Si muore da donne in tanti modi escogitati da uomini. Lentamente, cruentemente o invisibilmente, se il cadavere rimane per un mese in cantina. C’è anche qualcuna che muore dentro, tenuta in una specie di pollaio dietro casa a far figlie e figli: senza coltello. All’americana. All’americana come le maquilladoras di Ciudad Juarez che lavorano in nero, tanto alla pensione non ci arrivano.Si muore all’italiana, fingendo che sia per follia.
La cronaca è più attenta alla “marca” dell’uccisione che alle le vittime, chiamate soprattutto per nazionalità: pachistana, marocchina e, per disdetta dell’orgoglio nazionale, italiana. In quest’ultimo caso spuntano altre qualità, madre, figlia, moglie, operaia, bella, o altro per aggiungere aggravanti, perchè la morte di una donna in se non ne ha una relativa.
A guardare i numeri, quelli veri, la nostra indignazione non può montare né affievolirsi. È l'indignazione di sempre, che nasce dai fatti, e non per le parole che scandiscono i detentori dell’informazione. .
La politica, costretta da pochi anni a nominare la violenza sessuata, l’affronta come sa, facendo quasi nulla o facendo peggio di quando preferiva non curarsene. Sì, perché nominandola la usa spesso a pretesto per provvedimenti inaccettabili.

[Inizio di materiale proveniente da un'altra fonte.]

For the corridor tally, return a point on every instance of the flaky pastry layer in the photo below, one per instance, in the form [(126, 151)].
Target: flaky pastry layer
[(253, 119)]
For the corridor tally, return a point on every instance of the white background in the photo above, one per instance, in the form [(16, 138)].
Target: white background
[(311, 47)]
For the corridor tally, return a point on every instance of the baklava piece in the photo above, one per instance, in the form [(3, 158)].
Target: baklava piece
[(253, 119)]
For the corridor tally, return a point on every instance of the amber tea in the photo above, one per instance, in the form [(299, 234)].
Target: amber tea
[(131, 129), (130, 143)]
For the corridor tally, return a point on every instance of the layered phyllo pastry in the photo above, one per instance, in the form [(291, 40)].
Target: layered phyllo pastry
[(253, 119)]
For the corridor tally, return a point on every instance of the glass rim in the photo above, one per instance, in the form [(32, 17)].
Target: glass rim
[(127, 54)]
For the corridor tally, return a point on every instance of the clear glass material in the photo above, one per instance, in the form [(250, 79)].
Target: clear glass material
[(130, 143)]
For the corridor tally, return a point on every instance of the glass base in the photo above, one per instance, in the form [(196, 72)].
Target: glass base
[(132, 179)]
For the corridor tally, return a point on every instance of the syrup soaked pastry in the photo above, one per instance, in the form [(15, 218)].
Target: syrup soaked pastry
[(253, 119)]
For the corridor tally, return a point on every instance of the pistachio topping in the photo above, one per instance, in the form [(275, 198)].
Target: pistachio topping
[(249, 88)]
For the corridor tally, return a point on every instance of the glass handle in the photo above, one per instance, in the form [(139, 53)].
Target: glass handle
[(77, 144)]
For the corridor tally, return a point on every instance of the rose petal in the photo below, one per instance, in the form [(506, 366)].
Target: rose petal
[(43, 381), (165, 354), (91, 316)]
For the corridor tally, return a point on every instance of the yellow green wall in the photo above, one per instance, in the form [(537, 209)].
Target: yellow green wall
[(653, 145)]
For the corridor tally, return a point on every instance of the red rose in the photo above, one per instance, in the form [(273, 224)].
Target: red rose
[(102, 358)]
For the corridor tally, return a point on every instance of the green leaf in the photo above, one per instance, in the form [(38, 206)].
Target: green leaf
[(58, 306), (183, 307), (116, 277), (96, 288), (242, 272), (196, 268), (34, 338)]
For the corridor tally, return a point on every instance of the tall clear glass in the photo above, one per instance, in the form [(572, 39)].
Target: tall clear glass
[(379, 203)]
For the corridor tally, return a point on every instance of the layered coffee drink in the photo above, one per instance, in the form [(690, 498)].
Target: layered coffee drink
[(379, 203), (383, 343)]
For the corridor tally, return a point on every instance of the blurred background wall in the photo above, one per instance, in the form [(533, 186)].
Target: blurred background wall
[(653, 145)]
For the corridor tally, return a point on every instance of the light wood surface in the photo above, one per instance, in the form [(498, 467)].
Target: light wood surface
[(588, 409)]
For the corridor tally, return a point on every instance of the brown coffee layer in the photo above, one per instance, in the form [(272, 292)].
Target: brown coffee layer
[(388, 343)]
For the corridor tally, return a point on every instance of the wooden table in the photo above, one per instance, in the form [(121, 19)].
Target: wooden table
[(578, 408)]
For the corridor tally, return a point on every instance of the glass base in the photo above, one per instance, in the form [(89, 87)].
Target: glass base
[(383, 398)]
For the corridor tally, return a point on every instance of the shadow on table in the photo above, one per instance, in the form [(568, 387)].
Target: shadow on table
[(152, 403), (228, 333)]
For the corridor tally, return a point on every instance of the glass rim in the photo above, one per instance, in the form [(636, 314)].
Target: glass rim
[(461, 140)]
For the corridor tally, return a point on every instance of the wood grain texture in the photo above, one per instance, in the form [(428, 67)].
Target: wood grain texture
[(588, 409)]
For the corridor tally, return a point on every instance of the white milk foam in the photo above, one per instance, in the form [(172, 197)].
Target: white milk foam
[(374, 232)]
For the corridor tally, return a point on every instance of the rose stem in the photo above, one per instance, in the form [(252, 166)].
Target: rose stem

Ancora la cultura ufficiale discute, ma come, delle ragioni della violenza attribuendole ad ignoranza e follia, che i saggi di oggi si fregiano di aver superato. Come si cambia ciò c’è nella testa di un uomo che uccide una donna? La risposta ossessiva ed offensiva per le donne che sono in pericolo oggi è sempre la stessa: il lento cambiamento dell’educazione di domani. Aspettare, ed aspettando accettare la fatalità delle morti quotidiane.
È “fatale” anche che, dopo la morte di una donna venuta in Italia a cercare di star meglio, si tiri in ballo l’integrazione culturale. Quella delle religioni, o quella dei costumi. È l’integrazione facile, perché ha come unità di misura il corpo delle donne. Un’unità di misura per patti tra uomini, che possono anche auspicare l’accoglimento “di norme tribali per la risoluzione delle controversie familiari”.
C’è poi l’integrazione difficile, quella che né la politica, né vuole vedere. Quella tra cultura della libertà femminile, inammissibile, e quella ufficiale, che domina. Se le donne sono ancora rappresentate come trofei e come simboli senza volontà è fallimento. Una sconfitta della democrazia, fatta di falsi tentativi fin qui per includere le donne a pieno titolo nelle società . E la prova sta nel persistere di un sistema, quello “che vorrebbe integrare civilizzare”, che ha come unità di misura immagini femminili simboliche e alternativamente da santificare, prostituire, dileggiare fino alla morte per eroismo o per giusta punizione.
L’integrazione è una parola strana che può anche nascondere nuovi patti, e che ha bisogno di mostrare illusorie differenze.
Cristina accoltellata a Rho il 30 luglio è morta proprio come Sanaa. Anche se gli uomini che le hanno uccise si credono differenti.
Non c’è altra scelta contro la barbarie, per le donne e per tutti, che sgombrare il campo da ogni ipocrisia e dalle soluzioni troppo facili, cioè quelle troppo lontane. Non c’è scelta, perché le donne non sono rose, ma carne e sangue che trasmette vita, della quale devono poter decidere la qualità. Fuori dalla clandestinità.
Proprio chi invoca la cultura deve sapere che è fatta di leggi, parole e messaggi visivi.
Cambiare non è facile, ma per cominciare bisogna farlo: magari dal provare vergogna per ciò di cui oggi ci si fa vanto.
Si dovrebbe fare subito, dimostrandolo coi fatti: magari restituendo aumentate le risorse tolte alle reti antiviolenza, magari facendo una legge organica di contrasto alle violenze sessuate, magari riconoscendo dignità ai luoghi politici autonomi delle donne.
Le cose stanno come vediamo, e chi ha fallito pensa anche di poterlo fare all’infinito, con in mano un megafono che gli fa sentire solo la sua voce e le sue parole inutili, che sottintendono la morte di Hina, Cristina, Sanaa , Grazia oggi come ieri.